Perceived ongoing financial strain is the critical factor. Long-term financial strain increased the odds of offending by age 12 by 155%. No other poverty measure was statistically significant.

Duration matters more than intermittent exposure. Persistent financial strain over 3+ years was more strongly associated with youth offending than intermittent exposure (1-2 years).

Poverty matters most for early onset offending at age 12, not 14. Poverty, particularly financial strain, was associated with offending at age 12, with no significant associations at age 14.

Objective poverty measures are poor predictors. Low income, parental unemployment and material deprivation alone do not meaningfully capture risk of youth offending.
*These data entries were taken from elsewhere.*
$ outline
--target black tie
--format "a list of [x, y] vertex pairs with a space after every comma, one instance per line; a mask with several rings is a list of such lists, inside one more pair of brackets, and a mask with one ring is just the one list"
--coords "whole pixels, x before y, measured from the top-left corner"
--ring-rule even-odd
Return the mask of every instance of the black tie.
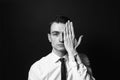
[[66, 80], [66, 66], [65, 66], [65, 59], [60, 58], [61, 61], [61, 80]]

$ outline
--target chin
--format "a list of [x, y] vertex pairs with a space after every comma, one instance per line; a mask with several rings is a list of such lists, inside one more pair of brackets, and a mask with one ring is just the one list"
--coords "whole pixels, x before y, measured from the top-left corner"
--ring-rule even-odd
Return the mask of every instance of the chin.
[[56, 50], [58, 50], [58, 51], [65, 51], [65, 48], [64, 47], [59, 47], [59, 48], [56, 48]]

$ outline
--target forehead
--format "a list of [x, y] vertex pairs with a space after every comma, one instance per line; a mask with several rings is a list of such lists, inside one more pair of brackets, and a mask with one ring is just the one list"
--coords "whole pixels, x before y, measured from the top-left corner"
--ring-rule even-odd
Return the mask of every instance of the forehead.
[[51, 32], [58, 31], [58, 32], [63, 32], [65, 29], [65, 24], [64, 23], [56, 23], [54, 22], [51, 25]]

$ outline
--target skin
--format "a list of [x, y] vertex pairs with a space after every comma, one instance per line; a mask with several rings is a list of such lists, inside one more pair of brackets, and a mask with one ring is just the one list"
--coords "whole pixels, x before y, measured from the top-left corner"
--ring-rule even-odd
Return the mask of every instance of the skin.
[[68, 21], [64, 23], [54, 22], [51, 25], [48, 40], [51, 42], [53, 52], [62, 57], [68, 53], [69, 59], [74, 60], [74, 55], [77, 53], [76, 48], [81, 42], [82, 36], [77, 41], [74, 35], [73, 23]]

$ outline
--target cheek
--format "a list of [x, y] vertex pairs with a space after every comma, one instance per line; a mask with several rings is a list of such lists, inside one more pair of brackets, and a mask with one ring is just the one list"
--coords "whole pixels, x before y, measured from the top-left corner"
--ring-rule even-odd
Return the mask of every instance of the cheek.
[[57, 44], [57, 42], [58, 42], [58, 38], [57, 37], [52, 37], [52, 44], [53, 45], [55, 45], [55, 44]]

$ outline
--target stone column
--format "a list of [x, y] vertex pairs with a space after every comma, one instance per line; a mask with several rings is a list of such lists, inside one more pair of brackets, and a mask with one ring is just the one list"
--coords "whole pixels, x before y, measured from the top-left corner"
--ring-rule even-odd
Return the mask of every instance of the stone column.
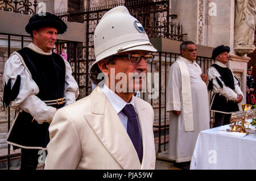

Family stress is important. How parents experience financial hardship (a subjective measure) is more important that what their income is on paper.

Why these findings matter for policy

The findings provide robust evidence that persistent financial strain as experienced by parents, is the key poverty-related factor linked to early youth offending in Scotland. This distinction matters because it shows that traditional, objective poverty measures used in policy targets (like income thresholds and employment status) do not fully capture the lived economic stress that affects children’s behaviour. The findings suggest that policies focused solely on raising income or employment may miss families experiencing chronic financial pressure, who are at greatest risk of poor outcomes. 

Incorporating subjective financial strain into poverty assessments would better identify vulnerable families, tailor early interventions more effectively, and design more targeted, preventative strategies to reduce early offending and support children’s wellbeing. The findings support an earlier intervention window including pre-school and early primary years to reduce offending behaviours by age 12.

Policy recommendations

1.Target long-term financial insecurity, not only acute poverty

  • Stabilise sustained hardship income supports (e.g. guaranteed minimum income schemes, multi-year benefit uplifts). 
  • Prioritise anti-poverty schemes for chronically financially strained households. 

2.Implement early years monitoring and support 

  • Introduce screening for persistent financial stress in early childhood services (health visitors, early year centres etc) 
  • Further integrate family support services combining financial help, parenting support and wellbeing. 

3.Expand community-based prevention for at-risk children

  • Invest in youth engagement, school support and diversionary programmes targeted at children in chronic financially strained households. 

4.Strengthen cross-government collaboration

  • Further align anti-poverty policy with youth justice, education and public health strategies. 
  • Create shared indicators and data systems that allow ongoing monitoring of persistent child poverty and its behavioural impacts.